アンジェリークのその言葉にオスカーは苦笑した。「アンジェリーク彼女は彼とは関係無いただの友人だってさ。よかったな。」
「え!や・やだ。何言ってるのよ!」意中の人を前にしてアンジェリークは顔を赤らめた。
そしてそっとルヴァの顔を盗み見た。
ルヴァは一体なんの話をしているのかさっぱりわからないといった表情でオスカーとアンジェリークを交互に眺めた。
オスカーはアンジェリークの恥ずかしがっている様子がとても哀しかった。
やはり彼女は自分にはまったく関心が無い、そのことがまたもや確認できてしまったのだ。
オスカーはもう一度ルヴァをよく見た。
どう見積もっても自分より色男には見えない。
それなのに彼は彼女の心をこんなにも掴んでいる。
言いようの無い敗北感が彼を襲っていた。

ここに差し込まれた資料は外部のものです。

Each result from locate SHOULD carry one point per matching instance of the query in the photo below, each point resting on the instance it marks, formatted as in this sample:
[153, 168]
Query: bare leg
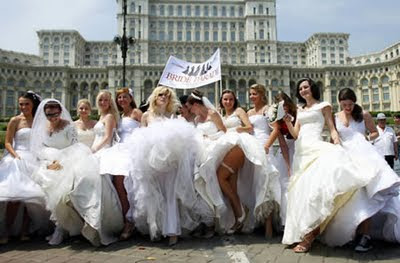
[234, 159]
[305, 245]
[129, 227]
[268, 227]
[25, 226]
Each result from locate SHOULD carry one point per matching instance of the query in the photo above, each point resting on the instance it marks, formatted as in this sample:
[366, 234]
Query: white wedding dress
[262, 132]
[368, 201]
[16, 185]
[160, 185]
[258, 183]
[324, 178]
[76, 195]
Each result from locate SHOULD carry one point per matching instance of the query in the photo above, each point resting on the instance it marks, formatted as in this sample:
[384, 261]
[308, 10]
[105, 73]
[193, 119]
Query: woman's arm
[285, 151]
[272, 137]
[370, 125]
[294, 131]
[10, 133]
[137, 115]
[327, 112]
[144, 120]
[109, 125]
[244, 118]
[216, 118]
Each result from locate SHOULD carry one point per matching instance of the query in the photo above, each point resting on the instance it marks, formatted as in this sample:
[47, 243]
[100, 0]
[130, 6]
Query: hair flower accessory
[276, 112]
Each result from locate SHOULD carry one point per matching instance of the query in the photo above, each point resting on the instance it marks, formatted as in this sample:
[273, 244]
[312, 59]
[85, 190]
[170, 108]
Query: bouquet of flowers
[276, 112]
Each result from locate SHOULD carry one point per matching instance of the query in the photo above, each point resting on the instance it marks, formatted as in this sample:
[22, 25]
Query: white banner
[180, 74]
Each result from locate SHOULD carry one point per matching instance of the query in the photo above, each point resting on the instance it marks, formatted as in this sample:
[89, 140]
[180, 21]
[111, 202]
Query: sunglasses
[52, 115]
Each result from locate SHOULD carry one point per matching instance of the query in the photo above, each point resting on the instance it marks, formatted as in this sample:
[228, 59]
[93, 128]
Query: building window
[223, 11]
[188, 10]
[215, 35]
[170, 10]
[215, 11]
[206, 36]
[205, 10]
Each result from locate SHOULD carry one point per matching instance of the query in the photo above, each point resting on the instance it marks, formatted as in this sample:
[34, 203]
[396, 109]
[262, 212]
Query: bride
[324, 176]
[69, 176]
[17, 189]
[162, 152]
[234, 176]
[378, 196]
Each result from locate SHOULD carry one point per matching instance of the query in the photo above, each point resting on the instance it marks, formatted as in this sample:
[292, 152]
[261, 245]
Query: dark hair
[32, 96]
[348, 94]
[287, 102]
[144, 106]
[228, 91]
[122, 91]
[52, 105]
[314, 90]
[183, 99]
[194, 97]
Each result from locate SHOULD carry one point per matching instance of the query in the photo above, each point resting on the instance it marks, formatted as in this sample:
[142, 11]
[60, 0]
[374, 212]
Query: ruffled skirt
[161, 183]
[258, 182]
[79, 199]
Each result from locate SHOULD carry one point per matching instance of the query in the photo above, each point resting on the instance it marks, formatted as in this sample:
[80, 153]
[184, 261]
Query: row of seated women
[199, 173]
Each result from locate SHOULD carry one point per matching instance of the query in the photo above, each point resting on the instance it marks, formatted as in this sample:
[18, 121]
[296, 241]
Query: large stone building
[69, 67]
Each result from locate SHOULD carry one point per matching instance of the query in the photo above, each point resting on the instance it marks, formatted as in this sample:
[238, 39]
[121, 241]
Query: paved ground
[237, 248]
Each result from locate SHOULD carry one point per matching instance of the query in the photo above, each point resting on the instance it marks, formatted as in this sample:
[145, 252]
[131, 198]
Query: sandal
[305, 245]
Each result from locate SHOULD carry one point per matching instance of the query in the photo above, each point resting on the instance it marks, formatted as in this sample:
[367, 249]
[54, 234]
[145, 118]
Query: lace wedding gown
[16, 185]
[76, 195]
[324, 178]
[161, 185]
[367, 201]
[258, 183]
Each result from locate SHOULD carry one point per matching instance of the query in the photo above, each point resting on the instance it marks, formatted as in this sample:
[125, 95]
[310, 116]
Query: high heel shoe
[172, 241]
[57, 237]
[127, 232]
[239, 221]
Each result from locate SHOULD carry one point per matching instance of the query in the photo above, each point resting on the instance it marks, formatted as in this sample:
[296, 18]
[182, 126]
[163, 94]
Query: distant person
[184, 109]
[386, 143]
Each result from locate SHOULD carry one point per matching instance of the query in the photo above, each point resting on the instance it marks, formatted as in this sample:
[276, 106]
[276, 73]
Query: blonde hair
[260, 89]
[173, 102]
[113, 107]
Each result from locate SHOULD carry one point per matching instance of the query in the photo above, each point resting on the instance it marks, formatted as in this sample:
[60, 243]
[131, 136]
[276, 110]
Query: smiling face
[84, 109]
[124, 100]
[228, 101]
[347, 106]
[255, 97]
[103, 102]
[162, 98]
[25, 106]
[305, 90]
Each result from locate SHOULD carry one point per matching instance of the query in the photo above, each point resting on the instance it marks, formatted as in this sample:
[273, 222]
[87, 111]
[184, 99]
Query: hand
[288, 118]
[266, 148]
[336, 140]
[55, 166]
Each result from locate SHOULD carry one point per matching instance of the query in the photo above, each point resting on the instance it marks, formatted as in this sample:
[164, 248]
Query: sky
[372, 25]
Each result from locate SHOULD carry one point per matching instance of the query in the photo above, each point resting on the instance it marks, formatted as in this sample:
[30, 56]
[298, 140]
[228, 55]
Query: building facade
[69, 67]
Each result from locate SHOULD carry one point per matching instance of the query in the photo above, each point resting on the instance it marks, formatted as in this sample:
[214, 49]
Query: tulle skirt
[283, 169]
[258, 182]
[16, 185]
[379, 195]
[324, 179]
[161, 183]
[79, 199]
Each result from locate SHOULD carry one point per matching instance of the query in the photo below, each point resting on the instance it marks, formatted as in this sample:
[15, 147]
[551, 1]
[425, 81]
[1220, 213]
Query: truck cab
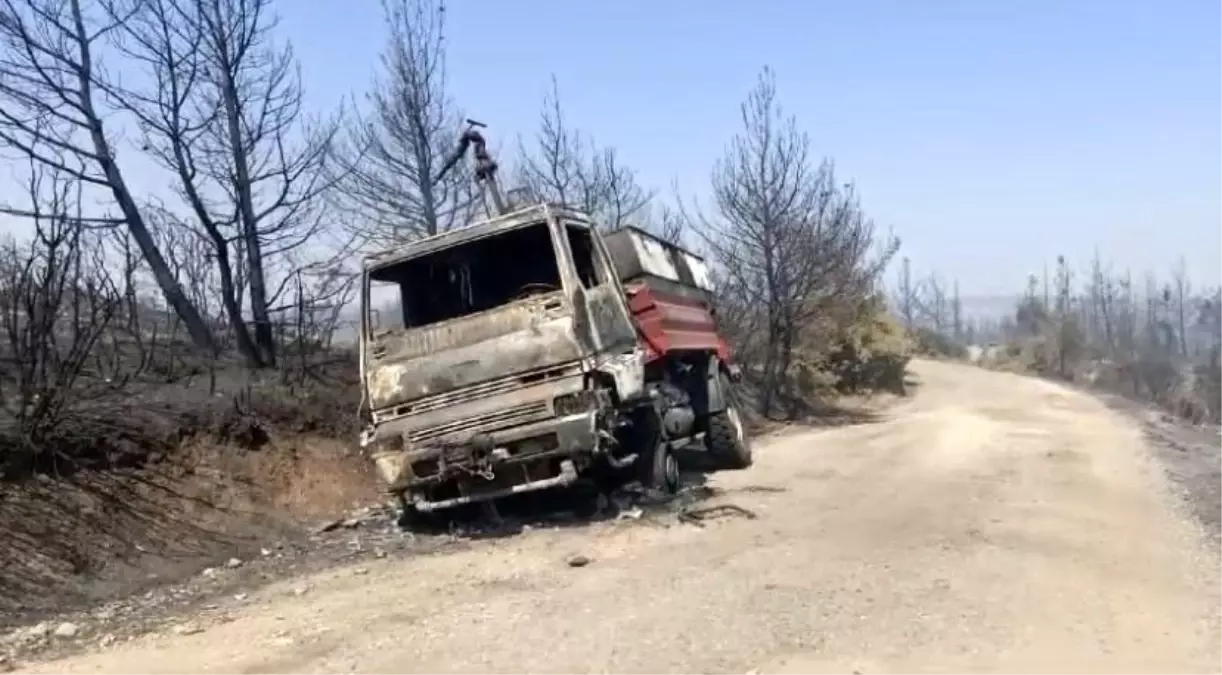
[530, 351]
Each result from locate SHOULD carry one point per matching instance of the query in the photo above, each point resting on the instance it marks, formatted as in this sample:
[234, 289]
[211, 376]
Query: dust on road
[992, 522]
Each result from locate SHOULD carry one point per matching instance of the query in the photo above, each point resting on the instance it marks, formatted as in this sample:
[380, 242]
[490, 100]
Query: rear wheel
[726, 438]
[656, 466]
[660, 470]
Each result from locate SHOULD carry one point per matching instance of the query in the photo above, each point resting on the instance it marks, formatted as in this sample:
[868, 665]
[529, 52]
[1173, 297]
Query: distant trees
[394, 149]
[213, 100]
[792, 245]
[561, 164]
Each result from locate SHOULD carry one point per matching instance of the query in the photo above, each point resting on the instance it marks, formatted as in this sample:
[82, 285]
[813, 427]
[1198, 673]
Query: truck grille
[505, 417]
[490, 388]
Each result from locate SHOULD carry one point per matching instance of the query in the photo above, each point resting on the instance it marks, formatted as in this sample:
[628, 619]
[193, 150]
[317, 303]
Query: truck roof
[521, 218]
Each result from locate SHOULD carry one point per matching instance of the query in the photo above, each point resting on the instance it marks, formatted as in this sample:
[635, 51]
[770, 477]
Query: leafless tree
[790, 239]
[392, 152]
[225, 116]
[51, 84]
[56, 301]
[563, 165]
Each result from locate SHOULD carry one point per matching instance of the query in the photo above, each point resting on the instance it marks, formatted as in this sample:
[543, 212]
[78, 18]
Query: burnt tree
[51, 110]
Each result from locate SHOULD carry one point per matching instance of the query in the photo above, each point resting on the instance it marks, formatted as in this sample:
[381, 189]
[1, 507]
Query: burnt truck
[532, 351]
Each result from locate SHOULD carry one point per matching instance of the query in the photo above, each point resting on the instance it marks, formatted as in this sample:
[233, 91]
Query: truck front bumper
[493, 464]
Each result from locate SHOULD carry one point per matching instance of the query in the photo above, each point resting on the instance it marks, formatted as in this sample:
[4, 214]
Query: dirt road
[992, 521]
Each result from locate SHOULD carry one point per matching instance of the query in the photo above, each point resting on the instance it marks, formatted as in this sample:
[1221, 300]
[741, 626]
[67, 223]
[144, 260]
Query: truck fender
[627, 371]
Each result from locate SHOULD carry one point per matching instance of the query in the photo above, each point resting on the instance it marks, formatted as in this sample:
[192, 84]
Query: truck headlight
[573, 404]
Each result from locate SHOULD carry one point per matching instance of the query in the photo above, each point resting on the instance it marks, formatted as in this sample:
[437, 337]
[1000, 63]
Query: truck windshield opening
[469, 278]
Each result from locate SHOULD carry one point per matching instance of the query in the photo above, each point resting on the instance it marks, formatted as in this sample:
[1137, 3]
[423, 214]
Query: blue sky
[990, 136]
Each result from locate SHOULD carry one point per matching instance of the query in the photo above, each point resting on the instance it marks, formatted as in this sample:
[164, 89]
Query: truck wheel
[727, 438]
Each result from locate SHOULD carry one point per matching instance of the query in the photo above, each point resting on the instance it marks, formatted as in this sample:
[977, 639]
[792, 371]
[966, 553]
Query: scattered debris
[634, 512]
[578, 560]
[698, 516]
[190, 627]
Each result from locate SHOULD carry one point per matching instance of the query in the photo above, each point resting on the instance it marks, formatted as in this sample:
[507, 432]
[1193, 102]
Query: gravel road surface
[992, 523]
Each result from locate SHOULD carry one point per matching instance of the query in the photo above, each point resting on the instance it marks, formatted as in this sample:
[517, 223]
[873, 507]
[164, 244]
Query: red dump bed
[669, 292]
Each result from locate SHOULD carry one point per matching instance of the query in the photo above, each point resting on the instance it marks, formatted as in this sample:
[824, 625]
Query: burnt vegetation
[1156, 339]
[186, 231]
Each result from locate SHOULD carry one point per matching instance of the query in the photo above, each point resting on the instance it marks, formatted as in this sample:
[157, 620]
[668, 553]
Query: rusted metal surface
[671, 322]
[452, 355]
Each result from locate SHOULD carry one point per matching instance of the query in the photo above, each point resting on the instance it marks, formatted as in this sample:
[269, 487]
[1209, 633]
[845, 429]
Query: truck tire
[726, 438]
[660, 470]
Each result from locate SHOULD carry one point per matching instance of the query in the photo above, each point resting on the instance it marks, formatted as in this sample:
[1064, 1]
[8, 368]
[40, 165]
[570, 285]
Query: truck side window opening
[479, 275]
[581, 242]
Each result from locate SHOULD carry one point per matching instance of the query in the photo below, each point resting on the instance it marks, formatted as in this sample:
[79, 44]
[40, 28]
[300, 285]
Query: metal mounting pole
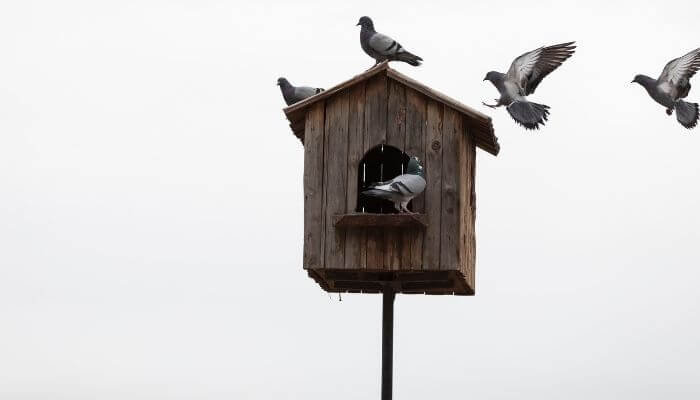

「あのぉオスカー様?」
不意に自分に声をかけられてオスカーははじかれたように振り返った。
そこには頬を染めながら自分を見つめるルヴァの友人の彼女がいた。「なんだい?美しいお嬢ちゃん。」
いつもの軽口をついて極上の笑みを彼女に向けると彼女は今にも卒倒しそうな様子で押し黙った。
オスカーはいつもならその様子を見れば勝ち誇ったような気持ちになるのに今はただむなしいだけだった。
そしてもうこれ以上アンジェリークとルヴァを見つづけるのが絶えられなかった。「アンジェリーク。俺はここで失礼するよ。」
オスカーのその申し出にアンジェリークは何故か不安を感じた。
簡単に引いてしまうオスカーがなぜか気になった。
彼の行動にも何か合点が行かなかった。
なぜオスカーはルヴァに彼女の関係を聞いたのかアンジェリークにはわからなかったのだ。
でもここはオスカーを押しとどめる理由が見つからずアンジェリークはただ了承するしかなかった。